## 🚀 Summary of the Book in Three Points

- Show different representations of the same concept you're teaching, not everyone thinks or visualizes Math the same way you do; therefore, pictures, graphs, tables and many more things can be used to supplement the abstract mathematical signs and symbols already on your board.
- Always have students justify their answers, whether they're right or wrong, because the point is to encourage them to think through their thought process rather than to jump to the answer and hear only a "correct" or "wrong" from the teacher.
- Use skills used in literacy classes for Math, make them think through their answers, make predictions, inferences, formulate sentences and make sure the sentences are precise. Last but not least, make sure the classroom is Math language-rich, constantly bringing up newly learning words in newer and newer contexts. More often than not, difficulties in Mathematics are language-related rather than arithmetic-based.

## 🙋🏽♂️ Who should read it?

This book is great for both Math and non-Math teachers alike, and all people who have some sort of "teaching" role in any aspects of their lives. While the book constantly refers to mathematical terms, it's more focused on the delivery of the lesson than the subject of Math itself, and that lends this book to be one that can be used in a transdisciplinary manner.

## 🔍 How I discovered it

I discovered this book through a personal development seminar in which the book's author assigned me to read this book.

## ☘️ How it changed me

While it changed me as Math teacher, it also changed me as a general educator. When someone doesn't understand your point, you should find different ways to represent those points to better close the gap between the teaching and learning gap

## Notes

#### Try to move beyond having the "one right answer", and focus more on the reasoning process

- When we learn addition, we learn to add by saying 9+9 is just counting up 9 more to get 18. But you can also reason that 9+9 is equal to (9+1) +(9-1) or in simpler terms, take away 1 from one of the nines and give it to the other 9 to make it a simple looking 10, to make life easier when adding.

#### Small choices don't make much of a difference at the time, but add up over the long-term.

- Broaden the scope of a lesson by reviewing past concepts cumulatively for the first few minutes, as small skill reinforcements add up to a significant retention of those skills long term.
- This ties into a lot of habit building concepts mentioned in James Clear's Atomic Habits book, small changes happen when done with enough repetition.

#### Show more, tell less

- When you can, try to talk less and show a picture of the concept you're talking about more. Visualize things and go beyond merely using math symbols and words.

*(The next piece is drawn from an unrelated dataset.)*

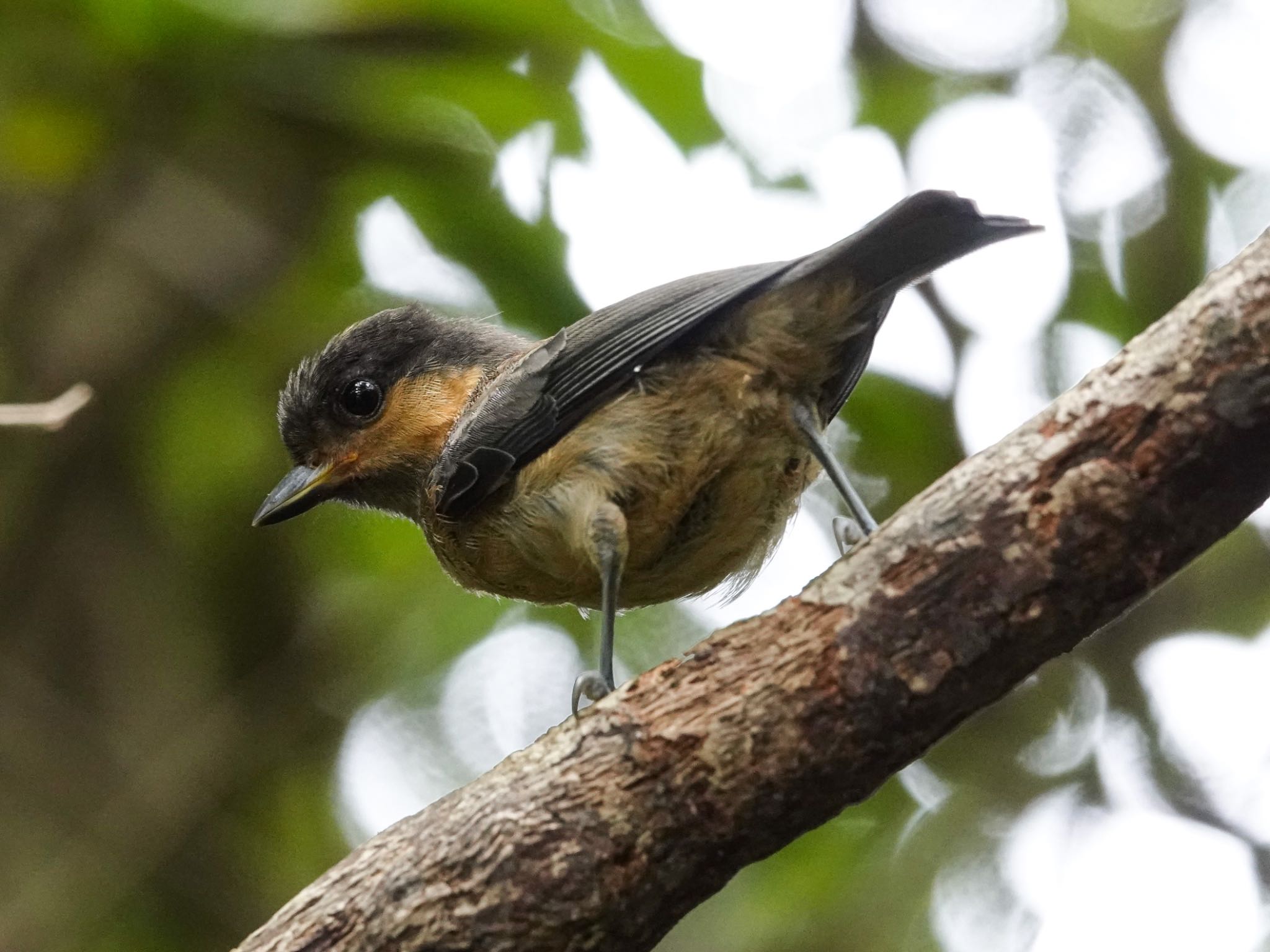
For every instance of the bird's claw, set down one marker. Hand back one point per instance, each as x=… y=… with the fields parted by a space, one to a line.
x=592 y=684
x=848 y=534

#### Set evidence that proves to anyone that students have accomplished the lesson objective

- Lessons should be planned with both the students and teachers knowing what targets are trying to be met. This means you'll need to have learning goals written somewhere on your presentation, and an exit ticket so that students have feedback on what they retained on the culmination of the lesson. The whole class needs a clear sense of where this Math train is going!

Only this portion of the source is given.